I gave my godson Liam a Bible for his dedication, figuring that he would one day be old enough to read and learn from it. On the inside front cover, I wrote an inscription from the Graeco-Jewish philosopher Philo, a contemporary of Jesus, which can be translated as follows: “Even if we close the eye of the soul and do not care or are not able to look up, you, O Hierophant, lift up your voice and take command of us. Never cease to anoint our eyes until you lead us as initiates to the hidden light of sacred words, and show us the beauties which are fenced off and invisible to the uninitiated.”
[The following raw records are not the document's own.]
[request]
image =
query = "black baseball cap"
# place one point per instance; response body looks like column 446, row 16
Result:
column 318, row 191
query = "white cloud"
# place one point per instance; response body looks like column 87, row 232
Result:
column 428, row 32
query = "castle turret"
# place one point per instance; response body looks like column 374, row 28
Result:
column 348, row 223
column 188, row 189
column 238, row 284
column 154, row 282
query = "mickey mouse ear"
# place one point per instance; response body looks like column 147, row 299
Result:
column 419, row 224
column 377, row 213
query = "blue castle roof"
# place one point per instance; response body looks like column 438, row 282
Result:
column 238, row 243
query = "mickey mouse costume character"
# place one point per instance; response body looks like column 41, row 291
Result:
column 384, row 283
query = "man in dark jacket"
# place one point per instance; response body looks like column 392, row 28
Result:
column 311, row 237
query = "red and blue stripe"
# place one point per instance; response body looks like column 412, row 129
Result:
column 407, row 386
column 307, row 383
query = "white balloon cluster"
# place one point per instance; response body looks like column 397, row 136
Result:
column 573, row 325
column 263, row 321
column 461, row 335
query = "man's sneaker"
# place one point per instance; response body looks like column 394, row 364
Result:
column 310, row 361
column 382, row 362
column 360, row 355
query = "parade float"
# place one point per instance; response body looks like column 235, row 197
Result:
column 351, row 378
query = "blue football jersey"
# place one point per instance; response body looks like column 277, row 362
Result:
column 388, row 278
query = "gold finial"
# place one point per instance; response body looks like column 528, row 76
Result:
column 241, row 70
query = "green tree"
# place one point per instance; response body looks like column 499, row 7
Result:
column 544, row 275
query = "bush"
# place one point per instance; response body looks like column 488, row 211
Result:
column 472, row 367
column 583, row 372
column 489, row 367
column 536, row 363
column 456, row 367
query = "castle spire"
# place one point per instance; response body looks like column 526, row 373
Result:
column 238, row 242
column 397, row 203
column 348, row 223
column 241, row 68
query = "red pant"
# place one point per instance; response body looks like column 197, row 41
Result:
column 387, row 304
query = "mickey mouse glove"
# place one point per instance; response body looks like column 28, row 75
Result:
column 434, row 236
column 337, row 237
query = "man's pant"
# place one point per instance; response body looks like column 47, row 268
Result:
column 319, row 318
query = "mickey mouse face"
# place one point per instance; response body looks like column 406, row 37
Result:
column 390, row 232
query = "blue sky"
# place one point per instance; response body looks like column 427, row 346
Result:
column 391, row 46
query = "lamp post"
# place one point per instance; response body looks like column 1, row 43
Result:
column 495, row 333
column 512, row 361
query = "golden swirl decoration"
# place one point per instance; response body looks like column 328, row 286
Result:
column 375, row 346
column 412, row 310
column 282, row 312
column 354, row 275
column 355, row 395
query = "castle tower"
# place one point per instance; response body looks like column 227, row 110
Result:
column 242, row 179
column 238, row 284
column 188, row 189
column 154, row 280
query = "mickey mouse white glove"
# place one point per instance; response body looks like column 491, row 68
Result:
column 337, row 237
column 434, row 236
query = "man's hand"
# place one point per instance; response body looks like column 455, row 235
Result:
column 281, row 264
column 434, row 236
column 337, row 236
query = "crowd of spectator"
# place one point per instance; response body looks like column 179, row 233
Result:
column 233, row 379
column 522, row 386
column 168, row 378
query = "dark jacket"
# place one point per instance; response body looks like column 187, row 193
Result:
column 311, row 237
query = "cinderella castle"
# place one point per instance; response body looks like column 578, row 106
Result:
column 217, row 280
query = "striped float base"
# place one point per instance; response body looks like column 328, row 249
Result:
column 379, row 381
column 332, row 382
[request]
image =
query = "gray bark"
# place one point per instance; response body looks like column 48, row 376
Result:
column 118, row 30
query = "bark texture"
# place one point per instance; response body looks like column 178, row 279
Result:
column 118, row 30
Now, my friends kid me about many things, but one thing they are usually right about is that I can be a little too abstract…especially with children! My friends asked me what the term “Hierophant” meant. Well, there isn’t really an English equivalent, but it is the title of a priest who teaches the rites of sacrifice and worship, who, as Philo puts it, initiates others into the beauty of sacred mysteries. This is who Christ is for me in the Eucharist – the one who opens our eyes to the hidden light of sacred words, and shows us the beauty permeating and radiating from the visible and the invisible. And I hope and pray that one day my godson will come to know this Christ in the same way, in the breaking of the bread – the central act of our worship and identity as followers of Jesus.

My prayer for all of us is that even when the eye of our soul is closed, even when we go through periods when we do not care or are not able to look up, that we nonetheless keep open hearts to receive that most sacred of mysteries – Christ, spiritually present in the Eucharist. On all the roads to Emmaus that you will travel, may Jesus – that great Hierophant, that great instructor of himself – walk beside you. May your hearts burn within you as you share that journey with him, and as he opens the scriptures to you. And may you always, always, know him in the breaking of the bread. Amen.